交流試合で、懸命にプレーするチャレンジャーズの選手たち

 学び直しのために高校に通いながら、野球に打ち込む脱北者の男性(19)は「ヤンキースタジアムの雰囲気に感動した」と振り返り、「仲間同士で『ナイスプレー』と励まし合う野球は、交流の輪を広げてくれる」と話した。交流試合では適時打を放つなど活躍し、「将来は北朝鮮の人に野球を教え、南北交流を支えたい」と笑顔で語った。

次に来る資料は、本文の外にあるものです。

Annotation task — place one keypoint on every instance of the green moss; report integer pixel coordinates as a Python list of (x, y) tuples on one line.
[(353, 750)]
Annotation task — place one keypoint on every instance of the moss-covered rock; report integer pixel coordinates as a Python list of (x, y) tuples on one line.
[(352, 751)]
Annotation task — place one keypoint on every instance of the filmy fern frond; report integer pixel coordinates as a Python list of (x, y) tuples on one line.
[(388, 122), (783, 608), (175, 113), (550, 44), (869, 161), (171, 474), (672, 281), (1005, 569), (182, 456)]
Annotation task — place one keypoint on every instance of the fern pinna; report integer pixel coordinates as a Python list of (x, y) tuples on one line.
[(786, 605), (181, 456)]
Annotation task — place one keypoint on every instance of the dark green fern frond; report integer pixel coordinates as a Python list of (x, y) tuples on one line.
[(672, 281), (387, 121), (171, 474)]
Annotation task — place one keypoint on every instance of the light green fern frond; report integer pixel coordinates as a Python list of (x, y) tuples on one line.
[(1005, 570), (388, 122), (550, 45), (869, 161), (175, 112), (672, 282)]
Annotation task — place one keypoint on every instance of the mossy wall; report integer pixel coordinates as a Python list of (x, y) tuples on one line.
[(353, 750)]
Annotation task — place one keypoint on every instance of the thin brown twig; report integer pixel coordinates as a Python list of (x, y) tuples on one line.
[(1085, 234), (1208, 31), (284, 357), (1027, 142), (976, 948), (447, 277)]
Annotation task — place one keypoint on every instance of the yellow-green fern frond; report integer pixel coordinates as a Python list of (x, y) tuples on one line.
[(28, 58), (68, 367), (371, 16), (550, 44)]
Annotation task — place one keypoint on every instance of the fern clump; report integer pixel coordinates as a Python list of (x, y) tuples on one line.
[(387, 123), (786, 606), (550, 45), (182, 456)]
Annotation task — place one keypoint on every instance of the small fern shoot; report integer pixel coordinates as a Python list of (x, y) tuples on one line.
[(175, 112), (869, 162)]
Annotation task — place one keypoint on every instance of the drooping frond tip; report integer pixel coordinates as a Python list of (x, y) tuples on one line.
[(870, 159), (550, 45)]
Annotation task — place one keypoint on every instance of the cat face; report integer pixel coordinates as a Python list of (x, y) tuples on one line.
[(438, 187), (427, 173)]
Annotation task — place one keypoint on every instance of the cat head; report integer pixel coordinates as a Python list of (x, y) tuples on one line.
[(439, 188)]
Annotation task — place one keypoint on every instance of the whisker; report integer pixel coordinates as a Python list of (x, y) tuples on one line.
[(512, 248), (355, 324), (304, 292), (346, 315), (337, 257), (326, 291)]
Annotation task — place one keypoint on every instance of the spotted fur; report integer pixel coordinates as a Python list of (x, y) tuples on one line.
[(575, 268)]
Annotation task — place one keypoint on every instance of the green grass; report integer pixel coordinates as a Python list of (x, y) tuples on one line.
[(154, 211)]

交流試合で、始球式に臨む新韓半島野球会理事長の金成日さん

 韓国で会社を経営しながら新韓半島野球会の理事長を務める脱北者の金成日(キムソンイル)さん(43)は、「われわれ脱北者は二つの世界を知っている。その経験を肯定的に捉えて、人生に生かすために、野球で挑戦する心を培ってほしい」と願った。次回は日本への遠征を目指すという。